The municipality of Nombela (883 inhabitants in 2018; 12,200 ha; municipal website) is located on the border with the Community of Madrid, 70 km north-west of Toledo.

Nombela was first documented in 1072, and, for a second time, in 1208, when King Alfonso VIII confirmed the allocation of reconquered lands to the rival Councils of Madrid, Segovia and Toledo. Nombela was granted to knight Garcí Yáñez, as a reward for his contribution to the conquest of Cuenca. Alfonso IX's Libro de la Montería lists "el Berrocal de Novela as a good mount rich in bears and boars in winter". In La Descripción y Cosmografía de España”, Ferdinand Columbus mentions Monvela, presented as "the Watch's Mount" and identified to El Berrocal.
Nombela was subsequently incorporated to the Duchy of Escalona; connected to Escalona by a poor road that crossed a brook frozen in winter and constantly looted by the inhabitants of Escalona, Nombela aspired to municipal autonomy. Gonzalo Ruiz, Pedro Delgado, Juan Montero and Alonso Hemández applied to Francisco Pacheco y Bobadilla, Marquess of Villena and Duke of Escalona. Nombela was granted the status of villa on 4 August 1579 by Philip II, separating from Escalona.
Philip II first sought to establish in Nombela a Royal monastery, subsequently erected in San Lorenzo del Escorial, since he enjoyed the area, rich in stones, game, fruit, and its healthy climate, not of mention water that cured all kinds of illness. The 1578 census confirms this, since the oldest of the 300 villagers was 102 years old, while several were aged between 80 and 90. The new municipal status was highlighted the next year by the erection of a pillory made of a Tuscan column standing on four steps and decorated with four lion's heads.
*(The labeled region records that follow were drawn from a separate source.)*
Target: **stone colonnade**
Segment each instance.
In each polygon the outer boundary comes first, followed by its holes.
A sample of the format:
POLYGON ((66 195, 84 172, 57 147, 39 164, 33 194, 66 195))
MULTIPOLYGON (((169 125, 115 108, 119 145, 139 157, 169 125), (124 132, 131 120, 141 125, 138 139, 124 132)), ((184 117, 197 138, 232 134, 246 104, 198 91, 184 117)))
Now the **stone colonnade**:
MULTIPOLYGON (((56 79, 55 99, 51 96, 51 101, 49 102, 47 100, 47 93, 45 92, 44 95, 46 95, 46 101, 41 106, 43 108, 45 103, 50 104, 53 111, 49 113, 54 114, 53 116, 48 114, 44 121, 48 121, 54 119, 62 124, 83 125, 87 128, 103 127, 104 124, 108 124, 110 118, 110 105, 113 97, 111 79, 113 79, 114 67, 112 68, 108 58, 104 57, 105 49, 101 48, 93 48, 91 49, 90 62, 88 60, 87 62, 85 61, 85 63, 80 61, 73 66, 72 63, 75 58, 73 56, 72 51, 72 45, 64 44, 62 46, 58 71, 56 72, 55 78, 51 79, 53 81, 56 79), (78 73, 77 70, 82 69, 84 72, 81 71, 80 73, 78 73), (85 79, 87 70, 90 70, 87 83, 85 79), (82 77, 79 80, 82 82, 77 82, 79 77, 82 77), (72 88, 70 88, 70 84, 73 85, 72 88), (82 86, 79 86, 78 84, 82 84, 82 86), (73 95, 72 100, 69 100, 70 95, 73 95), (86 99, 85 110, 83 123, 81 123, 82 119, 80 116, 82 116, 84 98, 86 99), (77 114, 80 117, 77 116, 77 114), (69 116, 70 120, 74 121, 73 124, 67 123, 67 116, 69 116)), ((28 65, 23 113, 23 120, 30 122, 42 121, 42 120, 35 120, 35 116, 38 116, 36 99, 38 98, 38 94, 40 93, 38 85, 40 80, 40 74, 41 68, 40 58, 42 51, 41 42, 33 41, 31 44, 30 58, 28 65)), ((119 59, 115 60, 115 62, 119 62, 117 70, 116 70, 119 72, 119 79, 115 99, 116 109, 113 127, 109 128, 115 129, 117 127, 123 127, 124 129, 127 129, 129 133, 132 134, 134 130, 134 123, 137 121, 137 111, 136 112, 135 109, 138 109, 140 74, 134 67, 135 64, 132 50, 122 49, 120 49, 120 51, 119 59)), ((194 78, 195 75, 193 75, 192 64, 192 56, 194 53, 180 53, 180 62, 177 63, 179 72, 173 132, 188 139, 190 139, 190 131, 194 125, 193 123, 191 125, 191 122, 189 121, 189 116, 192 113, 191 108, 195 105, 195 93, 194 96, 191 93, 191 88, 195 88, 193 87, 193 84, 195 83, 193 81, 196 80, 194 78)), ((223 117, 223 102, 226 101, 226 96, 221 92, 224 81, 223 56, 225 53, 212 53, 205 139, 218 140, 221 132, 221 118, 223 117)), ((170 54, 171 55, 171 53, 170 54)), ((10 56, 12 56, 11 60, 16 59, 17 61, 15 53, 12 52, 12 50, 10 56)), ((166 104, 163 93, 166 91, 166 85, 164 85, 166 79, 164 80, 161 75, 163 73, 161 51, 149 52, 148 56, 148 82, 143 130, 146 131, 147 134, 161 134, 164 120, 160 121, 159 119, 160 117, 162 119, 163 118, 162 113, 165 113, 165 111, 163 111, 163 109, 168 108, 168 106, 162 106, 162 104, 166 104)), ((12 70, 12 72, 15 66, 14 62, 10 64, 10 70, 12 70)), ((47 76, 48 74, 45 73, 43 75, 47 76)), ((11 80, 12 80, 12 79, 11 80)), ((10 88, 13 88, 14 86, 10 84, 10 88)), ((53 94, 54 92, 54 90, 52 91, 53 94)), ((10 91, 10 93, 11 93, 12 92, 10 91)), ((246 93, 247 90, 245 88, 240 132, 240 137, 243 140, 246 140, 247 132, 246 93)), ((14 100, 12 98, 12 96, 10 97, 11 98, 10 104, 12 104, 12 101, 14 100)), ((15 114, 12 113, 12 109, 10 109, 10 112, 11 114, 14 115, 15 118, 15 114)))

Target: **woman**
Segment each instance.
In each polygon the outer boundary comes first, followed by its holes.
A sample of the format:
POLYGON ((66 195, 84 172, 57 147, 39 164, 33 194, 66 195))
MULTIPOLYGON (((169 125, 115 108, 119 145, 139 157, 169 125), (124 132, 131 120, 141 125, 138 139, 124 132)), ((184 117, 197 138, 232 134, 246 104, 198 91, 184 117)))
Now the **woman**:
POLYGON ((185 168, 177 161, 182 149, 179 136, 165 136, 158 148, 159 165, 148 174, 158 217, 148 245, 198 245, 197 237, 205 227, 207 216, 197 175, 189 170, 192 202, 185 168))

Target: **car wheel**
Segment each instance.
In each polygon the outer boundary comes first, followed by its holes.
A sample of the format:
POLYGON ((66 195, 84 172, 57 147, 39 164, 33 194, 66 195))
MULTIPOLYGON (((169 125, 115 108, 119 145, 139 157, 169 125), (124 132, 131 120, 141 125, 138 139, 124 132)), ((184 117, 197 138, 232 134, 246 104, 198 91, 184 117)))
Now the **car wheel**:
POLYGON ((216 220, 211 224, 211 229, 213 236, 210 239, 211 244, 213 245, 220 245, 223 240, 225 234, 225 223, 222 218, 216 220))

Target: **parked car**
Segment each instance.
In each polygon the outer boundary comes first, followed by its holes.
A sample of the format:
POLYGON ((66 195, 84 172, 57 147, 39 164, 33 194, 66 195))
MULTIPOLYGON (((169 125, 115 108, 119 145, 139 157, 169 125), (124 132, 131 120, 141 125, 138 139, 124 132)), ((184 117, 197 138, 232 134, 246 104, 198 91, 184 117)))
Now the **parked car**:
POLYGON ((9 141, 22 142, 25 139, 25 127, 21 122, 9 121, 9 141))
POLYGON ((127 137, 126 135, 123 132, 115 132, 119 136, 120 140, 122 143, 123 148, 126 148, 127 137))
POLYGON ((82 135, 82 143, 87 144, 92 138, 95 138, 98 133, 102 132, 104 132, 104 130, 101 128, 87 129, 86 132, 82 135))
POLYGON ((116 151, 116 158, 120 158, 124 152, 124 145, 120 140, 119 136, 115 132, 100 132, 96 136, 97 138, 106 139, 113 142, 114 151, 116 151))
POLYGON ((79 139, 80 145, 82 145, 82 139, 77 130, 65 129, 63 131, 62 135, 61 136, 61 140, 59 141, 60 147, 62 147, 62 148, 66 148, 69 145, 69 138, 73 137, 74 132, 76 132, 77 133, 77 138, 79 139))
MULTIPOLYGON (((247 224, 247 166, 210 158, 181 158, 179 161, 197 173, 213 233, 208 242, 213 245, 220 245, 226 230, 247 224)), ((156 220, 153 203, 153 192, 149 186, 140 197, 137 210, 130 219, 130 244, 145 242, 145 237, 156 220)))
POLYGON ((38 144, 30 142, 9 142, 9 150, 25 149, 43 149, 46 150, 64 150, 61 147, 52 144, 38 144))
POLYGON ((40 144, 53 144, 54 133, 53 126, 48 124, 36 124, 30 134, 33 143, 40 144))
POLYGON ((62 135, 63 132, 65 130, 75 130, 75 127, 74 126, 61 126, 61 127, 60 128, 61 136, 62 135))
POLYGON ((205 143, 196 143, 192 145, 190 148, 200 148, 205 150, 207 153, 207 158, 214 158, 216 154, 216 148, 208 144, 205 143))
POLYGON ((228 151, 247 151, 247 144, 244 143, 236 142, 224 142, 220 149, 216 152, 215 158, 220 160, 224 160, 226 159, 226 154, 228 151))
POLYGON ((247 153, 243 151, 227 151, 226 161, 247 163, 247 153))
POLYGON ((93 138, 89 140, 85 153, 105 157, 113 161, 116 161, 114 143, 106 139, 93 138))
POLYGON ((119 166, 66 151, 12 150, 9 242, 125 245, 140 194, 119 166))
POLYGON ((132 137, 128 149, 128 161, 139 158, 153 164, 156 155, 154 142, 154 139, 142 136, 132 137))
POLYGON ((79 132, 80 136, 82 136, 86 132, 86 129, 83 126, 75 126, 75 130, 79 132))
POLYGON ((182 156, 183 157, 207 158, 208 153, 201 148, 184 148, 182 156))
Ancient scholars claimed a Celtiberian Jewish foundation of Nombela, as Chazarón / Chabsalón; Jews from Toledo allegedy founded also Maqueda (Mazeda), Escalona (Alarcon) and La Guardia (Samaria). Antoher tradition says that the first settlement in the area was established by Pyrrhus, a captain of King Nabuchodonosor.
In Philip II's Relaciones, the villagers Juan Herradón, Juan de Robles and Asensio Martín provide an odd explanation of the town name, claiming that the village was once too small to supply watchmen for the castle of Escalona; the "non-watch", non vela would have been the origin of Nombela.
Nombela is also said to have been named for Don Vela, referring to the Aragonese knight that expelled the Muslims in 1199.
[Juan Jiménez Palacios. 1997. Nombela. Temas Toledanos, 88]
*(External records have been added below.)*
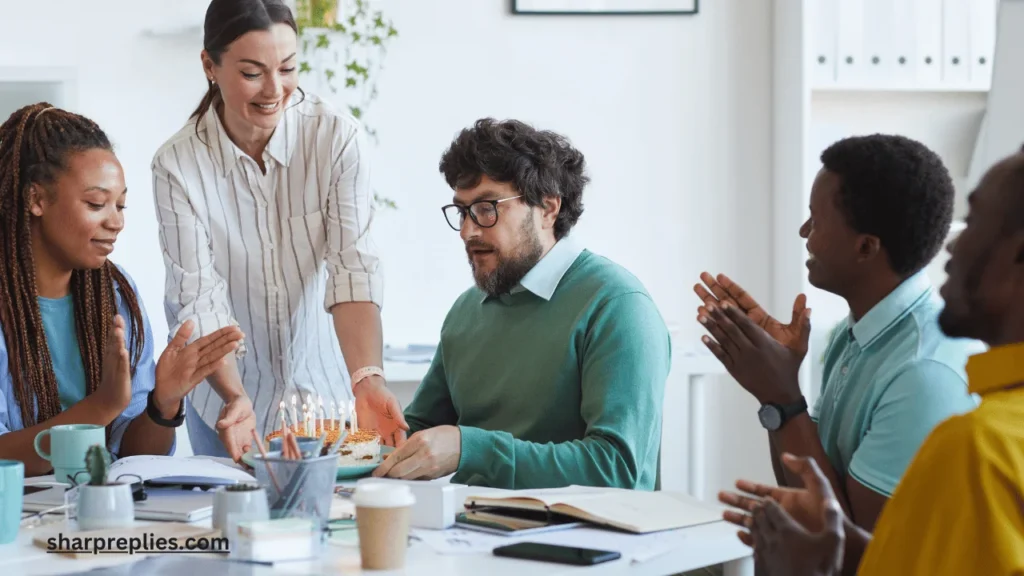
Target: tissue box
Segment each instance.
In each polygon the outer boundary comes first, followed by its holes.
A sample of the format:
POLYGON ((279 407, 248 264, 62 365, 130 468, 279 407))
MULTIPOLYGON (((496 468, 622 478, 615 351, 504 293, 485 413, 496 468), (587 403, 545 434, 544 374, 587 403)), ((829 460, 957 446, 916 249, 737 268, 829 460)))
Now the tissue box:
POLYGON ((231 539, 231 558, 254 562, 316 558, 322 546, 317 522, 305 518, 240 522, 231 539))
POLYGON ((360 485, 375 482, 409 486, 413 496, 416 497, 410 525, 428 530, 444 530, 455 525, 455 517, 464 509, 463 502, 468 488, 461 484, 367 478, 358 481, 355 489, 358 490, 360 485))

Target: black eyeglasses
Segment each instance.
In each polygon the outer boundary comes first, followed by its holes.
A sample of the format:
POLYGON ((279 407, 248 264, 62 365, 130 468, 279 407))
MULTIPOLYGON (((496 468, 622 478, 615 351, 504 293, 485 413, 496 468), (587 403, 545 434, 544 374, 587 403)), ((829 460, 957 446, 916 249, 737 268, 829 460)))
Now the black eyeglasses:
POLYGON ((469 217, 473 218, 473 221, 476 222, 476 225, 490 228, 498 223, 498 205, 502 202, 515 200, 516 198, 522 198, 522 195, 503 198, 501 200, 478 200, 469 206, 449 204, 441 207, 441 212, 444 213, 444 219, 447 220, 449 225, 456 232, 462 230, 462 224, 466 221, 467 212, 469 213, 469 217))

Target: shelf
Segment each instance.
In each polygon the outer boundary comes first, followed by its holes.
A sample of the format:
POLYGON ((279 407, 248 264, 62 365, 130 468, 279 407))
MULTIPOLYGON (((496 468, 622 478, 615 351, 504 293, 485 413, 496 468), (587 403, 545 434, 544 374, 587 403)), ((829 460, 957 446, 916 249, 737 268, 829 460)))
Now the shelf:
POLYGON ((183 25, 183 26, 161 26, 154 28, 146 28, 142 31, 142 36, 146 38, 183 38, 183 37, 203 37, 203 25, 183 25))
POLYGON ((844 93, 844 92, 900 92, 900 93, 973 93, 988 92, 988 86, 955 85, 955 84, 823 84, 811 87, 812 93, 844 93))

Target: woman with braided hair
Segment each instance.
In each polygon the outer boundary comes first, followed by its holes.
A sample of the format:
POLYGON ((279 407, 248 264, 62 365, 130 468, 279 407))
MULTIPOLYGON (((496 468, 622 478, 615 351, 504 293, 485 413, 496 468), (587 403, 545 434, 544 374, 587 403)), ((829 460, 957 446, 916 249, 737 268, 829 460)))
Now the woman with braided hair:
POLYGON ((0 458, 27 475, 50 469, 33 441, 57 424, 106 426, 117 456, 172 452, 185 395, 242 339, 185 345, 188 324, 154 363, 135 285, 108 259, 127 192, 92 121, 37 104, 0 125, 0 458))

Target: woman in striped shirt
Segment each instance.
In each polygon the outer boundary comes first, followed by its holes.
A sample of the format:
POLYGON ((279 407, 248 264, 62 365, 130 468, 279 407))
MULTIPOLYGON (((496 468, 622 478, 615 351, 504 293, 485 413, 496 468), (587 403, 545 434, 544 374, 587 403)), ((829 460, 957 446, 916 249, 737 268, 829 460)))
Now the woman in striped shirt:
POLYGON ((380 369, 364 133, 298 88, 296 31, 283 0, 213 0, 207 93, 153 162, 171 331, 194 320, 198 336, 247 335, 241 362, 190 396, 197 454, 240 458, 253 428, 280 426, 282 403, 319 413, 354 397, 360 426, 387 444, 408 429, 380 369))

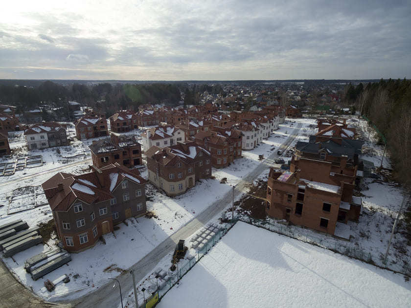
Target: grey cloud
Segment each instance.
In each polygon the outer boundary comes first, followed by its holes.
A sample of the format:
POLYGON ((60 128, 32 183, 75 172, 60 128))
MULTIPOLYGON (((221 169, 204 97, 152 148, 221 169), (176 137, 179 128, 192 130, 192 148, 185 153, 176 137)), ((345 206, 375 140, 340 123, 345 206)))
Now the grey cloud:
POLYGON ((44 40, 45 41, 47 41, 48 43, 53 43, 54 41, 53 41, 53 39, 52 39, 49 36, 47 36, 46 34, 40 34, 38 35, 39 37, 42 39, 42 40, 44 40))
Nombela is the Spanish municipality located the farthest from the seashore, here Valencia or Espinho (364 km). The town has another feature that could potentially attract tourists: in September 1852, the serial killer Manuel Blanco Romasanta (1809-1863, aka the Werewolf of Allariz) was arrested in the village. Spain's only verifieid case of clinic lycanthropy, he recognized having killed 13 persons and partially butchered some of them.
[ABC, 17 May 2014]

Ivan Sache, 10 September 2019


Symbols of Nombela

The flag of Nombela (photo) is prescribed by an Order issued on 6 May 2003 by the Government of Castilla-La Mancha and published on 16 May 2003 in the official gazette of Castilla-La Mancha, No. 70, p. 8,894 (text).
The flag is described as follows:

Flag: Rectangular panel, in proportions 2:3, red with two horizontal white stripes. Superimposed in the center the crowned coat of arms of the town of Nombela.
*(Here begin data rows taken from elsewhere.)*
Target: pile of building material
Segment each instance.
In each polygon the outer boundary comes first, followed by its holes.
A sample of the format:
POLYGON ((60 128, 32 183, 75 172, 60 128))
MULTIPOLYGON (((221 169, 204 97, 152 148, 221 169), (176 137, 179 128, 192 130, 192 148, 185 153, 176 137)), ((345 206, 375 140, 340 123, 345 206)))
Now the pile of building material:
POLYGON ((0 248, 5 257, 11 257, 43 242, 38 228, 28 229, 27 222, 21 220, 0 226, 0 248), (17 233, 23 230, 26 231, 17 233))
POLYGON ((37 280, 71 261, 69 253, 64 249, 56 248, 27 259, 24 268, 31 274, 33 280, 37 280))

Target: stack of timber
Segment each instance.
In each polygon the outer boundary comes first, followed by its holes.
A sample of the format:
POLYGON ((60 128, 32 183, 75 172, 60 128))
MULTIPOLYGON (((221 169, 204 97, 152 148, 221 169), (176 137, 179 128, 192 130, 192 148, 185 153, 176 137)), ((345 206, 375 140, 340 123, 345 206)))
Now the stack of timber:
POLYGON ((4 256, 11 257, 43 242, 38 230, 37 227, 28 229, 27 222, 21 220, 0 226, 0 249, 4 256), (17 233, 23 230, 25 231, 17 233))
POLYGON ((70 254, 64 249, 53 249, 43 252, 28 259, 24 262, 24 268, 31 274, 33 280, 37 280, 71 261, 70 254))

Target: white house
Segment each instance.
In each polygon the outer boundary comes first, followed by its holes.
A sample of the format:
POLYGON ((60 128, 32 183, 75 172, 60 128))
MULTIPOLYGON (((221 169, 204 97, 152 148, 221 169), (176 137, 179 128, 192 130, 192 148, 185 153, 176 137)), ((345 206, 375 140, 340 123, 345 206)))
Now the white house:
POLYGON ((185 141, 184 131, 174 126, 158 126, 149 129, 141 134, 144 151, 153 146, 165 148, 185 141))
The description of the flag was corrected on 9 June 2003 in the official gazette of Castilla-La Mancha, No. 70, p. 8,894 (text), as follows:

Flag: Rectangular panel, in proportions 2:3, red with a white diagonal stripe. Superimposed in the center by the crowned coat of arms of the town of Nombela.

The coat of arms of Nombela is prescribed by an Order issued on 6 May 2003 by the Government of Castilla-La Mancha and published on 16 May 2003 in the official gazette of Castilla-La Mancha, No. 70, pp. 8,894-8,895 (text).
The coat of arms is described as follows:

Coat of arms: Per pale, 1. Or four pallets gules a bordure azure eight crosses argent, 2.Argent two wolves vert [sable on the arms in actual use]. The shield surmounted by a Spanish Royal crown.

The coat of arms was already described in 1997 by the aforementioned Juan Jiménez Palacios. "Argent two wolves sable", are the arms of the town of Maqueda, of which Nombela depended when rueld by the Admiral of Castile, Gutierre de Cárdenas, and his wife, Teresa Enríquez, known as the Sacramento she-wolf. The Aragones bars are a tribute to Infante Vela.
[Juan Jiménez Palacios. 1997. Nombela. Temas Toledanos, 88]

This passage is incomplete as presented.